Yeah ebay. In general I've found buying enterprise stuff off ebay to be quite safe...all the shysters are in consumer space

>Any guidelines for what's a good used enterprise SSD?

Look at the sellers other items. You want them to be data-center stuff.

Look at how many they have to sell - someone clearing out a server won't have 1 drive, they'll have half a dozen plus.

Look for smart data in the post / guaranteed minimum health.

I mostly bought S3500/3600/3700 series intel SSDs. The endurance numbers vary so you'll need to look up what you find

>The endurance numbers on the enterprise drives are just so much higher.

That plus I'm more confident they'll actually hit them


> Any guidelines for what's a good used enterprise SSD

Micron, Samsung and Intel (enterprise, branded DCxxxx) / SK Hynix / Solidigm (Intel sold it's SSD business to SK which they merged into Solidigm) are the go to's for brands. HGST can also be good.

The best guideline is buying from reputable sellers with a decent volume of business (eg, >1000 sales with high ratings on ebay) that focus on enterprise hardware and have a decent return/DOA policy.

You should expect these drives to be partially worn (regardless of the SMART data, that often gets wiped) if for no other reason than the secure erasure process mandated by a lot of org's data security policies resulting in multiple intensive disk writes, but also due to actually having been used. Drives that have recently been released (within 12 months, eg Micron 7600) are suspect as that implies there was a bad batch or that they were misused - especially if they aren't write focused drives. Not uncommon for a medium to smaller-end large business pinching pennies and buying the wrong drives and then wrecking them and their vendor/VAR rejecting warranty claims. That said, that's not always the case, it's entirely possible to get perfectly good recently made drives from reputable 2nd hand market sellers, just don't expect a massive discount in that case.

Otherwise best advice I can give you, is redundancy is your friend. If you can't afford buy at least 2 drives for an array, you should probably stick to buying new. I've had a few lemons over the years, but since availability on the second hand market for any given model can be variable and you tend to want to build arrays from like-devices, you should purchase them with the expectation that at least 1 per batch will be bad just to be safe. Worst case scenario you end up with an extra drive/hotspare.

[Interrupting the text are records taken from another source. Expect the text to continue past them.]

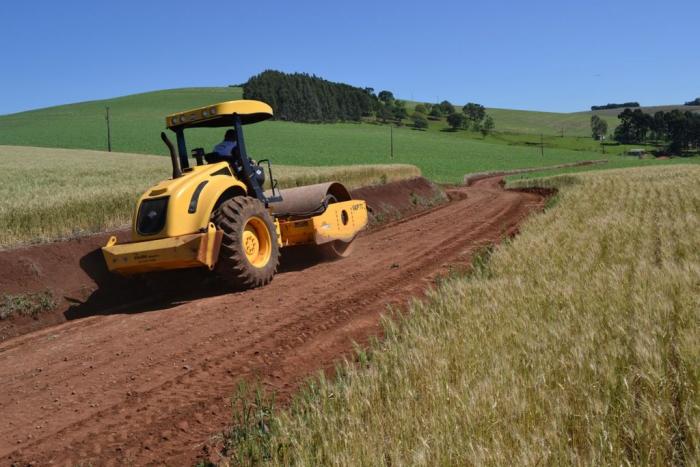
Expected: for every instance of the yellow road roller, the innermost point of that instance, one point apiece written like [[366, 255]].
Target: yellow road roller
[[217, 214]]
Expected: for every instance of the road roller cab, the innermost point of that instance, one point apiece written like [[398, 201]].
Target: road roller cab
[[217, 214]]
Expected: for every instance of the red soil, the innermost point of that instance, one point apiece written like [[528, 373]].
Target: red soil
[[150, 381]]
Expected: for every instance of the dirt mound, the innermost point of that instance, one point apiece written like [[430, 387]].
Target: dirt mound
[[151, 383], [74, 274]]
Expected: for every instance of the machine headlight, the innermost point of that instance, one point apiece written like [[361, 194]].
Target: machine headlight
[[151, 217]]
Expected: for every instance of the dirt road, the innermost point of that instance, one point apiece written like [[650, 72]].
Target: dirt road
[[152, 384]]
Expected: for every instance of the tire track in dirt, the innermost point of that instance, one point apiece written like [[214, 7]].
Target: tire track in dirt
[[152, 387]]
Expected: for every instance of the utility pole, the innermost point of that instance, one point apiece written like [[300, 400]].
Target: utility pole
[[391, 140], [109, 130]]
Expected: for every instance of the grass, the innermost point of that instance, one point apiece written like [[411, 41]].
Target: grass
[[29, 304], [137, 121], [47, 194], [576, 343]]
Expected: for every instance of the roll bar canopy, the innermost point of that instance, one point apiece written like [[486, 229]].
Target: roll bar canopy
[[220, 115]]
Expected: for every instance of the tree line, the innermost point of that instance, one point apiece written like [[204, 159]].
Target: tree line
[[472, 116], [301, 97], [615, 106], [678, 130]]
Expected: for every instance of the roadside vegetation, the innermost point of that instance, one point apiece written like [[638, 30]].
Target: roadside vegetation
[[576, 343], [47, 194], [28, 304]]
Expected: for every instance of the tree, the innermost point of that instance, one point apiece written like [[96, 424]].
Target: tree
[[488, 126], [599, 127], [419, 121], [456, 120], [633, 127], [307, 98], [474, 112], [386, 96], [446, 107]]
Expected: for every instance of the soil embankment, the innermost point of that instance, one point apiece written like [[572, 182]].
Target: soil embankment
[[150, 382]]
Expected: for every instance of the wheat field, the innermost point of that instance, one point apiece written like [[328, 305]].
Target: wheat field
[[578, 343], [48, 194]]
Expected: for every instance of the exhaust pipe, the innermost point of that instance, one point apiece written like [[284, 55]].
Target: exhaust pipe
[[177, 169]]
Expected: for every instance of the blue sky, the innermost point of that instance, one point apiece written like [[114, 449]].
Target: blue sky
[[540, 55]]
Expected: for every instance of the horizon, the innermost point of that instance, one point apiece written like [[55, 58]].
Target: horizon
[[490, 54], [642, 105]]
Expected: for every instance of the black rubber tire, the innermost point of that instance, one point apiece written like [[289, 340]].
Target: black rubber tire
[[233, 265]]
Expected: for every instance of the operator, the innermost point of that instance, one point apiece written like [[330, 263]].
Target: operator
[[226, 147]]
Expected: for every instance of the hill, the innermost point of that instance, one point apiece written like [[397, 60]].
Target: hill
[[137, 121]]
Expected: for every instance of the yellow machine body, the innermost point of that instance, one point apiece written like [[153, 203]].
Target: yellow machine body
[[191, 200], [172, 225], [185, 251]]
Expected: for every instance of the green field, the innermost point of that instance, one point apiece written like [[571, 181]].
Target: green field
[[576, 343], [47, 194], [138, 119], [443, 156]]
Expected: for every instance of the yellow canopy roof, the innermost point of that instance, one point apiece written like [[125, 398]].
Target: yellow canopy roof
[[218, 115]]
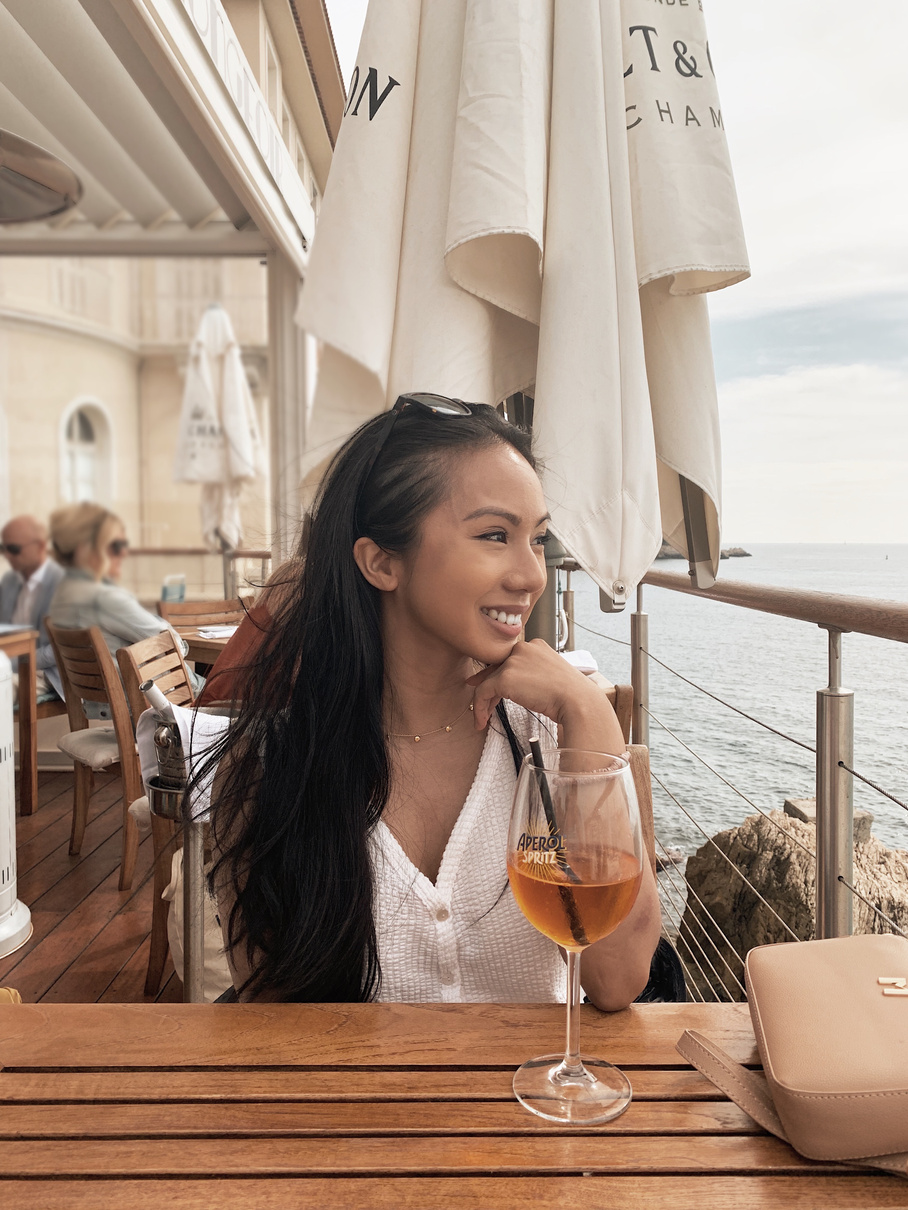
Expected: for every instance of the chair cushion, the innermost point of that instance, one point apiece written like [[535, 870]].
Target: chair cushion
[[95, 747]]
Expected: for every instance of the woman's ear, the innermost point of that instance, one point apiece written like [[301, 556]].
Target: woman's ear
[[379, 566]]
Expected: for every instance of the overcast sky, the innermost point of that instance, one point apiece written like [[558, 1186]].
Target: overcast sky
[[811, 352]]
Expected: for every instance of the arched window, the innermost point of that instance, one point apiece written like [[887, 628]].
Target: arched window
[[86, 454]]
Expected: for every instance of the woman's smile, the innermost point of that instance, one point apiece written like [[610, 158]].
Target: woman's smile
[[509, 622], [481, 551]]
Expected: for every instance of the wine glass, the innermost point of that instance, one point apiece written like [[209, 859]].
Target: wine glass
[[575, 864]]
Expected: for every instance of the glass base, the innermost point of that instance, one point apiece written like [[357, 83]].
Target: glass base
[[597, 1092]]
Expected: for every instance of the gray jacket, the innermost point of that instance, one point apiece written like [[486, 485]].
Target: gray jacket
[[10, 587], [81, 601]]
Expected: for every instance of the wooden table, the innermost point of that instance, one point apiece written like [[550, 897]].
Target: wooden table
[[22, 644], [377, 1106]]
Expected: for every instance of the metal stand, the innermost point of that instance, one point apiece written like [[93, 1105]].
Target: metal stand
[[193, 911], [639, 672], [166, 797], [834, 800]]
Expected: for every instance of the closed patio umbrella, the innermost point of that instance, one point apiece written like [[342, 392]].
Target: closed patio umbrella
[[534, 195], [219, 443]]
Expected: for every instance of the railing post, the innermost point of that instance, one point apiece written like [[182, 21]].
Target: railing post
[[568, 611], [542, 622], [834, 800], [639, 672]]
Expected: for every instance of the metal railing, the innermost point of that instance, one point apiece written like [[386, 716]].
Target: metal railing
[[834, 718], [713, 963]]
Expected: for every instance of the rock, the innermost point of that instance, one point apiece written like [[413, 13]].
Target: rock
[[805, 810], [724, 917]]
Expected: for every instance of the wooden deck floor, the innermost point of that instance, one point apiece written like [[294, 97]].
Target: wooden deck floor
[[90, 940]]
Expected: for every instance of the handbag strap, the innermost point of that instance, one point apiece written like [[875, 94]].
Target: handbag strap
[[746, 1088], [751, 1093]]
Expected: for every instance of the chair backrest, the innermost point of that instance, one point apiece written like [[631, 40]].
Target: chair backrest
[[194, 614], [638, 758], [621, 697], [160, 660], [88, 674]]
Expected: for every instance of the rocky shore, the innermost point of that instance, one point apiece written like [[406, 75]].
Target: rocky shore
[[725, 917]]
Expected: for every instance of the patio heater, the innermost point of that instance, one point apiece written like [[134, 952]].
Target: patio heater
[[15, 916], [34, 185]]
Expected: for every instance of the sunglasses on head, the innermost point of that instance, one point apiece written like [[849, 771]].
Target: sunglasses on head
[[435, 404], [15, 547]]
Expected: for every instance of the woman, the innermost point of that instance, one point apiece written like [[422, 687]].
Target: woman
[[361, 818], [90, 542]]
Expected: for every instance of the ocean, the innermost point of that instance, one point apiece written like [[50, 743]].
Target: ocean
[[771, 668]]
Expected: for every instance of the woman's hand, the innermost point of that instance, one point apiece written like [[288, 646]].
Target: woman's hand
[[542, 681]]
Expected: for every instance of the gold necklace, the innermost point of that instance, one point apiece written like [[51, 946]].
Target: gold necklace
[[418, 738]]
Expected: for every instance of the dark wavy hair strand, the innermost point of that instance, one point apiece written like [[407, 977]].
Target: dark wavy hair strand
[[304, 773]]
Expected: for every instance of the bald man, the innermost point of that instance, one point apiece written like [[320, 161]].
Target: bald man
[[26, 592]]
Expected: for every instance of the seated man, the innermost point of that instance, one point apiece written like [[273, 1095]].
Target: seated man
[[26, 592]]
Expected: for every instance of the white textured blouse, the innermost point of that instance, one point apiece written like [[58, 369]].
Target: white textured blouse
[[464, 938]]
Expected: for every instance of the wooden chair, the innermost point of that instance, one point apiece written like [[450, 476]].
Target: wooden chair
[[159, 660], [621, 697], [190, 615], [90, 674]]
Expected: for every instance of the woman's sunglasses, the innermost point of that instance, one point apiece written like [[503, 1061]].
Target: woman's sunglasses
[[435, 404]]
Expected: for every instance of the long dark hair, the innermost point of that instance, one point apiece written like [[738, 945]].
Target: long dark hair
[[305, 773]]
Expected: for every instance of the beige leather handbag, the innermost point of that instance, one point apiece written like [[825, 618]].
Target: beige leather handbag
[[831, 1020]]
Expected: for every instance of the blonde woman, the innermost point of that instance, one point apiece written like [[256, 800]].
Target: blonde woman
[[90, 542]]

And exclude China from the eBay regions. All the drives I've had with reset smart data came from China.

I'd rather see 3Pb of 5Pb writes used than an obviously pretend 2Gib written.


Disagree. You should never trust SMART data from second hand drives, full stop. No matter if it's wiped or not.

If you're US domestic market, then yeah, you can usually avoid Chinese vendors. If you're EU or elsewhere, China can often be the main/only source of affordable drives vs domestic market. Really depends (I don't shop for international buds/clients, but I constantly hear about how the homelabbers across the pond have significantly higher prices/lower availability for surplus enterprise gear in general)

Stick to the rules on reliable vendors with a return policy, buy in bulk with the expectation that some will be bad (not a given, but good to be prepared), and the only issue from buying from china is delayed shipping times.


It's not about the numbers as much as it is the LIE. There's no legitimate reason to take the extra steps to wipe a drives internal state clean. Like rolling odometers back, it has one purpose: fraud.


Oh I agree, but worrying about that in my opinion is stressing over things beyond my control as I can't verify that data is accurate before or after taking receipt of it, and it's kind of a moot point when buying a second hand consumable device as it's pretty much guaranteed to be used/worn. Also, devices can change hands multiple times before it ends up on the second hand market, with anyone in that chain potentially being responsible for fudging the numbers. It's why I start from the zero-trust assumption that the data is unreliable, always buy in quantity and always assume a non-zero failure rate of some kind (thus the reputable vendor with a return/refund policy). The failure rate is rarely actually that high in my experience, but it does happen from time to time and it sucks if you're trying to deploy for example a 4 device array, and you buy 4 devices but 1 doesn't work and as a result now the whole array can't be deployed.